With the Boston Red Sox' new $85 million JetBlue Park complex nearing completion, Lee County officials are turning their attention to improving the other county stadium housing Major League Baseball spring training.
County commissioners will consider hiring a firm to study possible improvements to the Lee County Sports Complex/Hammond Stadium during today's morning meeting.
The 80-acre stadium complex on Six Mile Cypress Parkway in Fort Myers is home to Minnesota Twins spring training and to the Fort Myers Miracle, the Twins' Class A minor league team.
"We don't know what improvements are needed, which is why we're doing the comparison with other facilities," said Jeff Mielke, executive director of the Lee County Sports Authority.
The Twins moved to Hammond Stadium, which seats 7,500, in 1991.
Built at a cost of $18 million, the complex needs upgrades to remain competitive with other venues, Mielke said.
The $250,000 agreement commissioners will consider calls for design firm Populous to examine the stadium's aging infrastructure as well as compare its player and fan amenities to those found at newer stadiums in Arizona and Florida.
"Part of the study will address the Twins' priorities in shaping the new site, whether is from a revenue or competitive standpoint as far as player development." Mielke said.
"You don't see any stadiums with five practice fields anymore," he said. "We were supposed to have five practice fields there 20 years ago, but had to go short because of parking."
Mielke said improvements could also include updated clubhouses with equipment such as hydrotherapy spas, or additional space for a team retail store.
The county's contract with the Twins, which runs through 2020, requires the county to evaluate the stadium every five years in comparison to the five newest spring training complexes.
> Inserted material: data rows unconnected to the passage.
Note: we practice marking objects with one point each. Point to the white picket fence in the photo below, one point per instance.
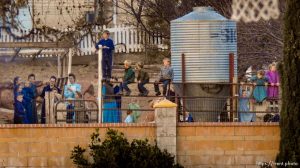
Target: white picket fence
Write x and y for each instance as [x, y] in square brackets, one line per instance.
[126, 38]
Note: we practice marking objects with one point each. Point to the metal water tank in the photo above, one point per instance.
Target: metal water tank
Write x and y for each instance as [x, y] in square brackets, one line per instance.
[205, 38]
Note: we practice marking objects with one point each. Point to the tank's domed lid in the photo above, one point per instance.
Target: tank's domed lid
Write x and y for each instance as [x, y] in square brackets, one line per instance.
[201, 13]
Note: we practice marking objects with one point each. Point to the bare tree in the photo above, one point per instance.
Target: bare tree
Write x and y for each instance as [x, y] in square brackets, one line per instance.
[258, 43]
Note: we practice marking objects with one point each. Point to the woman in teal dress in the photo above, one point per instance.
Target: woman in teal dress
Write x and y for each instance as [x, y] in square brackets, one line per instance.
[260, 82]
[244, 111]
[111, 113]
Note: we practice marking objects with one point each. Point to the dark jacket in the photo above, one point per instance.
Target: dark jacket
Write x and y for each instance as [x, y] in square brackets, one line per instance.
[129, 75]
[143, 76]
[107, 52]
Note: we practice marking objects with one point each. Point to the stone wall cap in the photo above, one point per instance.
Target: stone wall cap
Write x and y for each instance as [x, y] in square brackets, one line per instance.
[165, 104]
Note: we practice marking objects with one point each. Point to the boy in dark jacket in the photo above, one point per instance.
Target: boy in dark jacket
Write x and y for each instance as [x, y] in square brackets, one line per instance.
[142, 79]
[166, 75]
[107, 54]
[128, 78]
[20, 111]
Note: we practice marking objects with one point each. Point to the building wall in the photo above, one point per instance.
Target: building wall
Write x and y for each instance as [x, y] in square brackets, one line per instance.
[60, 13]
[198, 144]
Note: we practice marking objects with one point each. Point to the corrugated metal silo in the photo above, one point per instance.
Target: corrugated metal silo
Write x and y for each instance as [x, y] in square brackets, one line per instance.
[206, 38]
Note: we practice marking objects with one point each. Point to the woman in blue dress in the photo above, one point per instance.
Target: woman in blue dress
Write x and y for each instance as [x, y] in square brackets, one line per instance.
[110, 109]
The county purchased 14 acres adjacent to the stadium last summer, in anticipation of improvements.
Dave St. Peter, president of the Minnesota Twins, did not identify specific shortcomings of Hammond Stadium but said it is time for an upgrade.
"The facility has been a wonderful success story, but the reality is it's 20 years old," he said. "We'd like to see a stadium that is not only viable, but a state-of-the-art complex over the next 20 or 30 years."
St. Peter said some of his concerns are related to the stadium's infrastructure, the fans' experience at the game and player development.
"We want to do what we can to ensure it will meet our needs for the minor league team, for spring training, and for year-around training and rehab," he said. "We'll look at all these filters and determine the best course the study is to help inform all of us."
Commissioners authorized negotiations with Populous in October. Based in Kansas City, Populous has designed or designed improvements for at least 17 major and minor league baseball parks across the country, including Busch Stadium in St. Louis, Camden Yards in Baltimore and Yankee Stadium in New York City.
The firm also designed JetBlue Park off Daniels Parkway.
This morning, commissioners will also consider waiving a rule that would prohibit Populous from working on both the present study and on project design once the study is completed.
Waiving the rule will allow Populous to bid on designing any project that emerges from its study, said Damon Grant, Lee construction and design manager.
"There's only a small handful of very qualified ballpark designers in the country, and Populous is one of them," Grant said. "There's a potential cost or time savings if they did the work, but we will be putting this back out to bid."